Predators like wolves and lions run the animal kingdom’s version of meals on wheels, distributing food on a regular basis to those in need. But lions, it turns out, distribute food in their own way.

Photo Credit: Neil Wight-Teton Cougar Project-Panthera

Wolves generally hunt more often than lions do, Elbroch says, but wolves tend to dismantle a carcass and leave fewer scraps. And mountain lions are not inclined to fight when hungry interlopers like wolves or bears show up, so they’re forced to leave big hunks of meat behind and hunt more often. As a result, he says, they may fill a unique and critical role in the ecosystem.

In a 2012 study in Patagonia, Elbroch found that the big cats left more than three times as many table scraps as wolves did in Yellowstone. And more recently, his team documented 39 species of birds and mammals feeding on lion kills in the Greater Yellowstone Ecosystem. “That’s the highest diversity ever recorded in a scavenger study anywhere in the world,” Elbroch says.

So far, at least 275 species have been tied to the food mountain lions leave behind.
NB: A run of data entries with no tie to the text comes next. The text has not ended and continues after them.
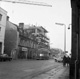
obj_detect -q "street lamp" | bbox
[55,23,66,52]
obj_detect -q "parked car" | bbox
[0,54,12,61]
[54,57,63,62]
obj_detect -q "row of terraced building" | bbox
[0,8,50,59]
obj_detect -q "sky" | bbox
[0,0,71,52]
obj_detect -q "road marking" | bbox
[24,69,35,72]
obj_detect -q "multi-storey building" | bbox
[19,23,49,58]
[0,7,7,54]
[4,16,19,59]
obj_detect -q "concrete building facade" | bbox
[4,16,19,59]
[0,7,7,54]
[19,23,49,59]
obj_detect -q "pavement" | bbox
[0,60,69,79]
[31,66,69,79]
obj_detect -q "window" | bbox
[0,14,2,21]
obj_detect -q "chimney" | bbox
[7,16,9,21]
[19,23,24,29]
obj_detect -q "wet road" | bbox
[0,60,61,79]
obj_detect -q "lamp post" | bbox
[55,23,66,52]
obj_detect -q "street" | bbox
[0,59,65,79]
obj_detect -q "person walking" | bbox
[63,55,67,67]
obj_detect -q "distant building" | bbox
[0,7,7,54]
[4,16,19,59]
[19,23,49,58]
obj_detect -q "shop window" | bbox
[0,14,2,21]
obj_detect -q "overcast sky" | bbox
[0,0,71,52]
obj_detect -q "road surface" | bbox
[0,59,62,79]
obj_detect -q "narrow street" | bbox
[0,59,63,79]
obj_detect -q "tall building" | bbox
[0,7,7,54]
[19,23,49,59]
[4,16,19,59]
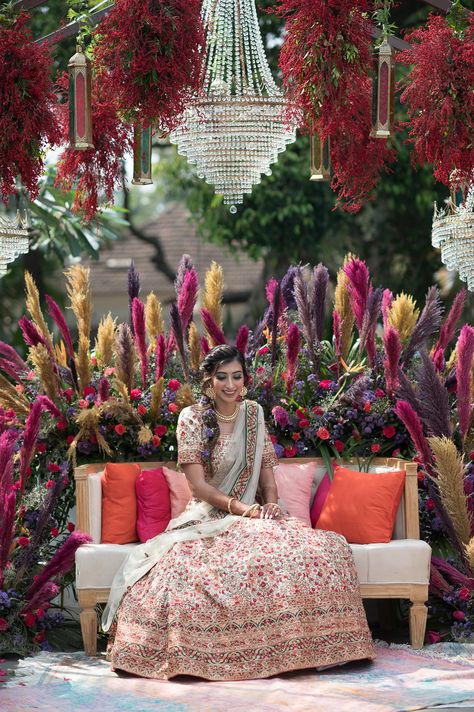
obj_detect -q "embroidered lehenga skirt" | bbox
[108,518,374,680]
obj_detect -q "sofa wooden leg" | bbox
[80,608,97,656]
[410,599,428,650]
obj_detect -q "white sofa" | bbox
[74,458,431,655]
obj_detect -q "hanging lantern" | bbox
[309,131,331,181]
[68,45,94,151]
[132,124,153,185]
[370,36,395,138]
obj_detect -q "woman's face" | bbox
[212,359,245,407]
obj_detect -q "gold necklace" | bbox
[214,405,239,423]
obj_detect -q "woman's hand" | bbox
[260,502,281,519]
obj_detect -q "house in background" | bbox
[84,203,263,336]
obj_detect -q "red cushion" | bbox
[135,467,171,542]
[101,462,140,544]
[316,467,405,544]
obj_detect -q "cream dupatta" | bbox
[102,401,265,631]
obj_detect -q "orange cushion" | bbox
[101,462,140,544]
[316,467,405,544]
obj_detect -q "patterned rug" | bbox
[0,643,474,712]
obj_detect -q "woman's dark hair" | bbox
[201,344,248,390]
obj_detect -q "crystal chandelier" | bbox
[431,183,474,292]
[0,211,29,277]
[170,0,295,213]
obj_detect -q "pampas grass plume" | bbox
[428,437,472,546]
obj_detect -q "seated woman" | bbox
[103,345,375,680]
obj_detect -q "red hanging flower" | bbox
[278,0,395,212]
[0,12,61,202]
[397,13,474,185]
[94,0,204,131]
[56,75,133,222]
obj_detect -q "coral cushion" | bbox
[309,472,331,527]
[274,462,317,526]
[317,467,405,544]
[135,467,171,542]
[101,462,140,544]
[163,467,193,519]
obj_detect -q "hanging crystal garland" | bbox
[0,211,29,277]
[431,183,474,292]
[170,0,295,213]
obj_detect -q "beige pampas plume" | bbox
[202,260,224,328]
[29,344,58,401]
[25,272,53,351]
[387,292,420,343]
[188,321,201,371]
[428,437,471,545]
[145,292,165,351]
[95,312,115,366]
[334,254,354,358]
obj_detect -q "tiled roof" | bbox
[85,203,263,301]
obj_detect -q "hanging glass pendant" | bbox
[0,211,29,277]
[309,132,331,181]
[132,125,153,185]
[170,0,295,213]
[370,36,395,138]
[68,45,94,151]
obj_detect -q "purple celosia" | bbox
[456,324,474,438]
[343,258,371,331]
[132,297,148,388]
[45,294,74,358]
[235,324,249,356]
[383,326,402,396]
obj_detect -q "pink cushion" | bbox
[309,472,331,529]
[135,467,171,543]
[274,462,317,526]
[163,467,193,519]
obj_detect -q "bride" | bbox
[103,345,375,680]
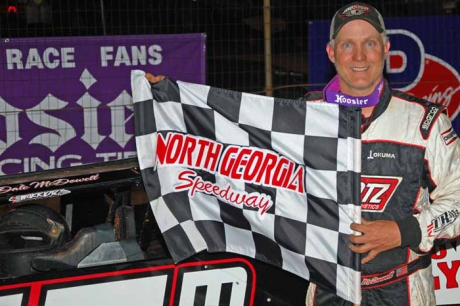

And those species, Elbroch is discovering, are benefiting in surprising ways. Foxes never feed on a carcass when a lion is nearby in the summer to avoid turning into the cat’s next meal. But in winter, when food is scarce, he found, they’re just as likely to feed when cats are present as when they’re gone. And data from radio-tagged golden eagles has shown that when juveniles overwinter in the mountains near Jackson, Wyoming, they spend most of their time on cat and wolf kills.

Photo Credit: Mark Elbroch-Panthera

Once the vertebrate scavengers have their fill, invertebrates like flies and beetles take over. In the recent study, Elbroch’s team set out to understand how beetles benefit from lions’ leftovers by sampling 18 fresh carcasses, mostly deer and elk, over the summer of 2016 in northern Wyoming. Lion kills hosted 215 species of beetles, representing eight families of carcass “specialists,” he found.

The beetles live their whole lives on these mountains of meat, Elbroch says: seeking mates, contending with competitors, foraging, avoiding predators, mating and producing young that grow and develop while feeding on the carcass. Then they disperse to find the next carcass and start the cycle anew.

“We would love to get to the point where we could say you need this many predators in your ecosystem to maintain this diversity of beetles,” Elbroch says.

A recent study lends urgency to his goal: more than 40 percent of insect species, including several found on lion carcasses, are in danger of extinction. These insects in turn support numerous critically threatened taxa, from amphibians to bats and birds.

It’s also likely that the carcass pumps nutrients into the soil that nourish surrounding vegetation, attracting deer and elk, which in turn attract pumas and other predators to sustain the cycle of life.

Elbroch hopes that once people appreciate all the ways mountain lions build ecological resilience, they’ll see them not as threats but as vital players in a healthy ecosystem—a role that will become increasingly critical as climate change and vanishing biodiversity undermine the health of our own communities.

These wide-ranging carnivores are rapidly losing habitat and die by the thousands in human encounters, both in legal hunts and to appease livestock owners who lose animals to lions. Though state hunting programs aren’t designed to exterminate lions the way they were in Aldo Leopold’s day, their ecological consequences could prove as dramatic.

The Panthera team recently discovered that older cats tend to hunt elk while less experienced, younger cats favor easier to manage deer. Killing mostly older males—which states like Colorado do under the auspices of protecting mule deer—could backfire by selecting for cats that specialize on deer.

It’s time to retire the old-fashioned predator-management approaches that “kill as many as you can” to protect their prey, Elbroch says. He’s optimistic that the tide is turning: “As divided a country as we are, I think there’s still forward movement.”